An Atheist Philosopher Dies

This strikes me as bone-crushingly sad. The Atlantic ran a short piece and posted a short documentary on the death of philosopher, Herbert Fingarette. The article opens with what can be considered the bottom line:

In his 1996 book about death, Herbert Fingarette argued that fearing one’s own demise was irrational. When you die, he wrote, “there is nothing.” Why should we fear the absence of being when we won’t be there ourselves to suffer it?

Twenty years later, facing his own mortality, the philosopher realized that he’d been wrong.

In my experience it is common for atheists to deal with the shadow of death with exactly those words. They have been spoken to me as a kind of catch-all rejoinder to the Christian hope of life beyond death. The Christian argues that our hope lies in the presence of God in this life and the assurance of life with God after physical death. It is not a simple childish “pie in the sky” wish, but one based on good authority, argument, and experience.

Because most atheists find this Christian belief to be silly, and because they cannot escape death, the response is often some version of, “well, it doesn’t matter. We simply cease to exist anyway.”

But with that moment looming, Fingarette found that empty. His life was far to weighty for this kind of brushing-aside of every human being’s most momentous moment. He says,

“It haunts me, the idea of dying soon, whether there’s a good reason or not,” he says in Andrew Hasse’s short documentary Being 97. “I walk around often and ask myself, ‘What is the point of it all?’ There must be something I’m missing. I wish I knew.”
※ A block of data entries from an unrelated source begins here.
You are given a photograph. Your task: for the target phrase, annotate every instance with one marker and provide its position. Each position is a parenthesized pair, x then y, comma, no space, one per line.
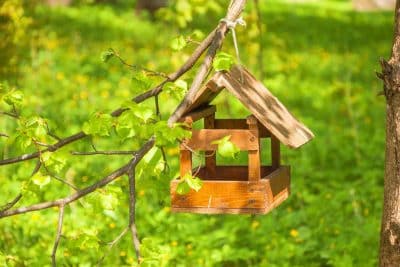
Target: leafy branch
(212,43)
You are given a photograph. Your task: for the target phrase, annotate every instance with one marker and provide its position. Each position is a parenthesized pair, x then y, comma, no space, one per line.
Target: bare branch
(51,148)
(166,166)
(37,167)
(260,57)
(234,11)
(60,179)
(148,71)
(58,235)
(132,212)
(78,153)
(11,204)
(85,191)
(111,245)
(10,114)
Fingarette’s tragic story carries with it one final lesson. Atheism simply cannot carry the weight of a human soul. It seemingly has answers for everything and epithets for people who are simple enough to keep believing in “fairy tales”, but in the end it fails the most important of all questions. In Fingarette’s words, “What is the point of it all?”

There is an answer to that question. It is not pablum. It is not a placebo. It is found in intimate connection with the Truth of things. It is found in life with Life itself made manifest to us in Jesus Christ.